Why all the fuss about randomised trials?

Hamish Chalmers is a teacher and a lecturer in applied linguistics at the University of Oxford. Here he demystifies the opportunities and challenges that randomised controlled trials – RCTs – offer education and the classroom. They are often seen as a gold standard in research, and being aware of the differences between these qualities is essential to appreciating their value.

In the past five years or so, randomised controlled trials (RCTs) have firmly entered the lexicon of educational research. They are fast becoming the preferred method by which to evaluate the effects of educational interventions in the UK. One-third of English state schools have taken part in RCTs funded by the Education Endowment Foundation, and RCTs are routinely referred to in order to guide policy decisions. But what is so special about RCTs that they are enjoying such privilege?

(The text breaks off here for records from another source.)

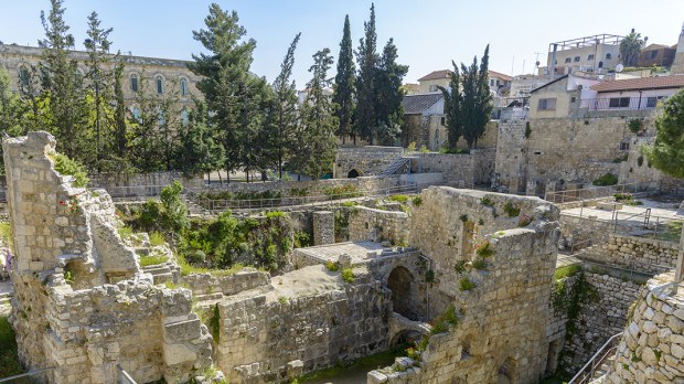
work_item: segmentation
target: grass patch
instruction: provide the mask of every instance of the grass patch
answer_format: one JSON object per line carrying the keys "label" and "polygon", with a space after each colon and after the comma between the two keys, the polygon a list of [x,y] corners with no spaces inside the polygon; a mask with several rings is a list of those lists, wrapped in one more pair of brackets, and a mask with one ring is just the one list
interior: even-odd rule
{"label": "grass patch", "polygon": [[140,256],[140,267],[149,267],[151,265],[158,265],[167,263],[169,258],[161,255]]}
{"label": "grass patch", "polygon": [[408,344],[397,344],[384,352],[374,353],[351,362],[342,362],[335,364],[334,366],[309,372],[299,377],[299,383],[331,381],[330,378],[341,376],[346,372],[372,371],[377,367],[388,366],[394,363],[394,359],[404,355],[408,346]]}
{"label": "grass patch", "polygon": [[0,318],[0,377],[24,373],[17,355],[14,330],[7,317]]}
{"label": "grass patch", "polygon": [[573,277],[573,276],[577,275],[579,271],[581,271],[581,265],[579,265],[579,264],[568,265],[568,266],[565,266],[565,267],[557,268],[554,271],[554,278],[556,280],[560,280],[560,279],[566,278],[566,277]]}
{"label": "grass patch", "polygon": [[150,245],[156,247],[159,245],[164,244],[167,241],[164,239],[164,235],[162,235],[160,232],[152,232],[150,234]]}
{"label": "grass patch", "polygon": [[340,275],[342,275],[342,280],[346,282],[354,282],[354,271],[352,270],[352,268],[342,269]]}

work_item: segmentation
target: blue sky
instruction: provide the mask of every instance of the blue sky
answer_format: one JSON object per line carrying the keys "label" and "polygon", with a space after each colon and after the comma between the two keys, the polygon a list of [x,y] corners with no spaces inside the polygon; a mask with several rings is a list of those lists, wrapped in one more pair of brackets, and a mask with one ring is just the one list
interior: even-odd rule
{"label": "blue sky", "polygon": [[[212,1],[205,0],[66,0],[66,21],[83,49],[86,18],[97,11],[103,25],[114,28],[114,50],[135,55],[190,60],[202,50],[192,31],[204,25]],[[363,35],[371,1],[233,0],[215,1],[237,11],[247,36],[257,41],[252,71],[272,82],[297,32],[295,79],[303,88],[311,55],[330,47],[336,57],[344,15],[350,15],[354,47]],[[47,0],[0,0],[0,41],[35,45],[43,36],[40,11]],[[632,28],[649,43],[672,45],[684,21],[684,0],[502,1],[377,0],[378,51],[394,38],[405,82],[470,62],[490,47],[490,70],[506,74],[532,72],[537,57],[546,61],[548,44],[599,33],[627,34]],[[524,65],[524,66],[523,66]],[[334,75],[333,71],[330,74]]]}

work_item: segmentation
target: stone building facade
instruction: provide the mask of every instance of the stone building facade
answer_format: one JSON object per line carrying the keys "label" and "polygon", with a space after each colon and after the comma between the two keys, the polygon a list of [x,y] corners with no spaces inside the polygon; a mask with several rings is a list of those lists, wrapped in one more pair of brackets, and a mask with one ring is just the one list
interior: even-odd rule
{"label": "stone building facade", "polygon": [[[10,75],[10,88],[19,92],[20,82],[25,78],[32,68],[39,68],[43,49],[17,44],[0,44],[0,65],[4,66]],[[78,72],[87,73],[86,62],[88,53],[71,51],[70,56],[78,62]],[[115,55],[105,64],[114,70],[117,64]],[[121,54],[126,68],[124,71],[124,99],[131,116],[135,116],[138,98],[141,93],[159,96],[175,96],[177,109],[190,109],[194,106],[192,97],[200,97],[196,83],[200,78],[188,70],[188,62],[182,60],[145,57]]]}

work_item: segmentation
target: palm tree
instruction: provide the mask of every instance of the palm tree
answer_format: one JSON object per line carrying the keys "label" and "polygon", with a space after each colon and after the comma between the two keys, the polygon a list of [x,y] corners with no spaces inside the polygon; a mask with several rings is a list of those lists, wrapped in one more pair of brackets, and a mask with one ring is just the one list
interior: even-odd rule
{"label": "palm tree", "polygon": [[643,47],[643,40],[641,39],[641,33],[634,33],[634,29],[632,32],[624,36],[620,42],[620,55],[622,56],[622,64],[624,66],[637,66],[637,61],[639,60],[639,53]]}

In 1957, pioneering experimental social scientist Donald Campbell laid down the fundamental principle of experimentation, saying that ‘The very minimum of useful scientific information involves at least one formal comparison and therefore at least two careful observations’(1). In education research this means that to understand the effects of a new teaching approach we need to compare what happens when pupils are taught using it with what happens when they are taught using an alternative approach.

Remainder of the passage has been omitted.